The report also highlighted the steps the UK government plans to take to address the use of cryptoassets for "illicit activity". It revealed that the government plans to go beyond the requirements of EU law when implementing new anti-money laundering (AML) and counter terrorist financing (CTF) legislation.

Each EU member state is required to bring fiat-to-cryptoasset exchange businesses and custodian wallet providers within the scope of national legislation implementing the EU's Fifth AML Directive (5MLD). In the report, the government said it would do this but planned to "go beyond the 5MLD requirements" and would consult on bringing other types of businesses active in the cryptoassets market within scope of the new rules too.

According to the report, these include "exchange services between different cryptoassets, to prevent anonymous ‘layering’ of funds to mask their origin; platforms that facilitate peer-to-peer exchange of cryptoassets, which could enable anonymous transfers of funds between individuals; cryptoasset ATMs, which could be used anonymously to purchase cryptoassets; non-custodian wallet providers that function similarly to custodian wallet providers, which may otherwise facilitate the anonymous storage and transfer of cryptoassets".

The government intends to ensure businesses based outside of the UK but providing services to UK consumers are subject to the UK's new AML regime. A consultation on the AML proposals is due to be opened by the Treasury in the new year, with legislation expected to follow later in 2019, according to the report.

The report also revealed that the FCA is to explore a ban on "the sale to retail consumers of all derivatives referencing exchange tokens". Currently, there are temporary regulatory restrictions on this activity which stem from an EU regulator, but the FCA said it will look to go further and impose a ban which, though subject to consultation before the end of 2018, could affect contracts for difference, futures, options and transferable securities where exchange tokens are the underlying asset.

The report uses the term 'exchange tokens' to refer to cryptocurrencies that are "used as a means of exchange or for investment".

"The proposed prohibition would not cover derivatives referencing cryptoassets that qualify as securities, however CFDs on securities would remain subject to ESMA’s temporary restrictions and any future FCA proposals to implement permanent measures in relation to CFDs," the report said.

"To ensure that the integrity of these regulated markets is maintained, the FCA will not authorise or approve the listing of a transferable security or a fund that references exchange tokens (for example, exchange-traded funds) unless it has confidence in the integrity of the underlying market and that other regulatory criteria for funds authorisation are met. Before listing any securities with cryptoassets as the underlying asset, the FCA will need to be satisfied that granting the listing would not be detrimental to investors’ interests. To date, the FCA has not approved the listing of any exchange-traded products with exchange tokens as the underlying asset," it said.

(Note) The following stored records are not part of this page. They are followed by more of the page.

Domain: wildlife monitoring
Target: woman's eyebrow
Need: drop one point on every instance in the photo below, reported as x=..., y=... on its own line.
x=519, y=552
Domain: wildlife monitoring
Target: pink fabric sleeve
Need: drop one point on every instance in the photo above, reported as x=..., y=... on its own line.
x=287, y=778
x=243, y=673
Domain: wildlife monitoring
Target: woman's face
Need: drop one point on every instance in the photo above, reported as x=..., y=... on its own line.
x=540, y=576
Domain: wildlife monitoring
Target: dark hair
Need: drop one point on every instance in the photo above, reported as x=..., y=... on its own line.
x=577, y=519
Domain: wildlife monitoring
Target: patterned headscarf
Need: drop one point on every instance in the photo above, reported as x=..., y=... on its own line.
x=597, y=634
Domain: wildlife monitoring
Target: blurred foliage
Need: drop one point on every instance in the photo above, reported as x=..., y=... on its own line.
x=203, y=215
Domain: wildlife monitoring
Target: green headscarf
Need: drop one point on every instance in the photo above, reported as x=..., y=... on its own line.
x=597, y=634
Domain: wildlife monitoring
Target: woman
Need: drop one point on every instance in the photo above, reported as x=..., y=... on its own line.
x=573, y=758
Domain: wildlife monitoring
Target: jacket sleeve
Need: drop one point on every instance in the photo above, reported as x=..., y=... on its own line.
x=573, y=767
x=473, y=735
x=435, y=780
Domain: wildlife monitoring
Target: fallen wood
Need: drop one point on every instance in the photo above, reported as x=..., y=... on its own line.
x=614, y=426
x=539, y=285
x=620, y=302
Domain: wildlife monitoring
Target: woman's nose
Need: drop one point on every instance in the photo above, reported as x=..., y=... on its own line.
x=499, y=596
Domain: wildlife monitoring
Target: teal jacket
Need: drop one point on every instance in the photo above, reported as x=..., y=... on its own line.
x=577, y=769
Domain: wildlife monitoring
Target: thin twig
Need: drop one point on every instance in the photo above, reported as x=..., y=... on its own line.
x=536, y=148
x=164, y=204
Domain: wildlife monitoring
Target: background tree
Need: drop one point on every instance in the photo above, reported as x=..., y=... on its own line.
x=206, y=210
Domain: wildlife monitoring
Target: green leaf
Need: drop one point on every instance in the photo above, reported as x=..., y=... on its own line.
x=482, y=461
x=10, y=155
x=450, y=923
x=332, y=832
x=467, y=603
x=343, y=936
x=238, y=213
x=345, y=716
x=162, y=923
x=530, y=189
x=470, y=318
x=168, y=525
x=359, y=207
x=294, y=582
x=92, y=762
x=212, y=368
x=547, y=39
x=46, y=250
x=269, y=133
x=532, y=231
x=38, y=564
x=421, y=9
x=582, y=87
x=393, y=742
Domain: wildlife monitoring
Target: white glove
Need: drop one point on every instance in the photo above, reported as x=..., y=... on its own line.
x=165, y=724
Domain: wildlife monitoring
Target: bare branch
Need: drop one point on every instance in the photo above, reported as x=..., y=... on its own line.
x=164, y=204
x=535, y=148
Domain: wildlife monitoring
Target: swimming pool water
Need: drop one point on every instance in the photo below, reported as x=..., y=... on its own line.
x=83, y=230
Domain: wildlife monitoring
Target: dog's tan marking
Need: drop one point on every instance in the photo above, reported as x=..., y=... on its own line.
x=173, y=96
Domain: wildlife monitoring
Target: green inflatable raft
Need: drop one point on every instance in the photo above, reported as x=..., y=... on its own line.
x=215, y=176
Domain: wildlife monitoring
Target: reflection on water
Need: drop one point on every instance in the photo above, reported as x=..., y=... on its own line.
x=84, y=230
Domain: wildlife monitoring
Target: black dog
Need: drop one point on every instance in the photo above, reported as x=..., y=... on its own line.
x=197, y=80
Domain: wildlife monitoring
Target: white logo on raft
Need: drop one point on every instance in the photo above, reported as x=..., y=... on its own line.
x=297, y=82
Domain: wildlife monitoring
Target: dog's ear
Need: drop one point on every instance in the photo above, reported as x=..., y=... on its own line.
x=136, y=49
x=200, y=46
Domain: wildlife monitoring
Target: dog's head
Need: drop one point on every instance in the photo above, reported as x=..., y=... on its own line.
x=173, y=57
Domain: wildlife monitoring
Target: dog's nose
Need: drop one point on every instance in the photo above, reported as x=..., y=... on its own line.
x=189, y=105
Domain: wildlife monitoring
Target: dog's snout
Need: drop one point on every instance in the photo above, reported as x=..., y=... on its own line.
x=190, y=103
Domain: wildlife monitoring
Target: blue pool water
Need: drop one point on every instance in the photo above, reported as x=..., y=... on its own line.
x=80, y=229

The Taskforce said that the government will consult "in early 2019" to "further explore whether and how exchange tokens and related firms such as exchanges and wallet providers could be regulated effectively" should the measures outlined in the report "not adequately address all relevant risks".

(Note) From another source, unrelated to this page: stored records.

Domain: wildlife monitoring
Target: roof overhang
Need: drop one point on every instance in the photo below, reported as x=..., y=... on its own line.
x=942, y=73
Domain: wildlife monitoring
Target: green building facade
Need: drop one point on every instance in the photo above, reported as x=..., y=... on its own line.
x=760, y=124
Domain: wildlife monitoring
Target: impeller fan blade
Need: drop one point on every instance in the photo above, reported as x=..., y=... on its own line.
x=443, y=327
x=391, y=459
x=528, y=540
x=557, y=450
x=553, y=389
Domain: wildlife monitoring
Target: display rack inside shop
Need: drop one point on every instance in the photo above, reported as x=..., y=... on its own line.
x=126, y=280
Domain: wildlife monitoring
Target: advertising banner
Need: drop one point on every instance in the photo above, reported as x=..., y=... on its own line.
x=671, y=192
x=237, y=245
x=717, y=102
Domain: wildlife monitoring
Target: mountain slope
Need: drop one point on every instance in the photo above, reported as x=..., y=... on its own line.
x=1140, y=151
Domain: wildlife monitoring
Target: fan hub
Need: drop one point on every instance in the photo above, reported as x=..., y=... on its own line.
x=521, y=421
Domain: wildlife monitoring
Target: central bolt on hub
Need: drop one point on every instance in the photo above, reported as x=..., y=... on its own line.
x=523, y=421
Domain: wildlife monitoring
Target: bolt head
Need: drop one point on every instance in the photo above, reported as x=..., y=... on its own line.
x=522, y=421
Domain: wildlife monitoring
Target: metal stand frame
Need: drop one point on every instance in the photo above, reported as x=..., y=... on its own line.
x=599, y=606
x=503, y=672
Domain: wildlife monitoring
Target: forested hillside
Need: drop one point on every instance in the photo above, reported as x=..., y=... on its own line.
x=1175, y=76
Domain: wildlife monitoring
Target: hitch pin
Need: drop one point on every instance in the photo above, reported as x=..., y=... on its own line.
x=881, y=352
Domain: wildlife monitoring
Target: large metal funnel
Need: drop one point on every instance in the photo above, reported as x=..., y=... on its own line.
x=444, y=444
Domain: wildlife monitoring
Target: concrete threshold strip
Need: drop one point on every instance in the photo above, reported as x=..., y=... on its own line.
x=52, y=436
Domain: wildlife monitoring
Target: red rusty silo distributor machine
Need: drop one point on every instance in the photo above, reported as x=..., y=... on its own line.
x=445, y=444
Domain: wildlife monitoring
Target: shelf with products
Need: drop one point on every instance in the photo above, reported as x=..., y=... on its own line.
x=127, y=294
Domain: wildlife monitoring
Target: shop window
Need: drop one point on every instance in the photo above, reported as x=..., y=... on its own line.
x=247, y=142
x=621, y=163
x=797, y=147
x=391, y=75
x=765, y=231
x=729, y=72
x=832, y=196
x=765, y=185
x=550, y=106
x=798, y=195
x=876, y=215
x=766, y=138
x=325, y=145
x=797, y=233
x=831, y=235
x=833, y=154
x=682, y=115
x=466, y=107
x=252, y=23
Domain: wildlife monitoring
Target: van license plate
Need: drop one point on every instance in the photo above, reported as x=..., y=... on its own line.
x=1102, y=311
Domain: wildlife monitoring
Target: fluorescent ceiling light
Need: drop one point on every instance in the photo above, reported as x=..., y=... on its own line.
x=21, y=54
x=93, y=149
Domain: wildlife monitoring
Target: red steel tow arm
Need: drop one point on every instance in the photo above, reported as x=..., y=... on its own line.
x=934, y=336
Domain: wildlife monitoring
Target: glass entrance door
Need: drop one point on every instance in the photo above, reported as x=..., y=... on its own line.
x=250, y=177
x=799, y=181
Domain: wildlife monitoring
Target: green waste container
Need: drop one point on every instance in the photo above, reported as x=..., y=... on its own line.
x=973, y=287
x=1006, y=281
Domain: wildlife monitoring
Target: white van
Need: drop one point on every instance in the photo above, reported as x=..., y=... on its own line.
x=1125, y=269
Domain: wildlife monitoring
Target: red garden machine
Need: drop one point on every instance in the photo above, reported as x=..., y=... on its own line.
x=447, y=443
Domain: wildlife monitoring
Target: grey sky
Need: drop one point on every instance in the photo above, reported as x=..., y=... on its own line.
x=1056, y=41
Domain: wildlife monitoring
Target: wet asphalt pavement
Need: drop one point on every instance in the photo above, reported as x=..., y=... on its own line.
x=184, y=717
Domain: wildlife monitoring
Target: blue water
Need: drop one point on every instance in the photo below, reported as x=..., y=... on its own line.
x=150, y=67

A further consultation in early 2019 will also look at whether new regulations on ICOs are needed, the report said.

It said: "Should the issuance of cryptoassets through ICOs or another distribution mechanism prove to have benefits in the future (for example, as a means of capital raising), consistent application of regulation will also enable legitimate activity to thrive in the UK. The government will issue a consultation in early 2019 to further explore with the industry whether there are examples of such cryptoassets on the UK market and, if so, whether an extension of the regulatory perimeter is required. Subject to the outcomes of this consultation, the government stands ready to legislate to redefine and expand the perimeter if necessary."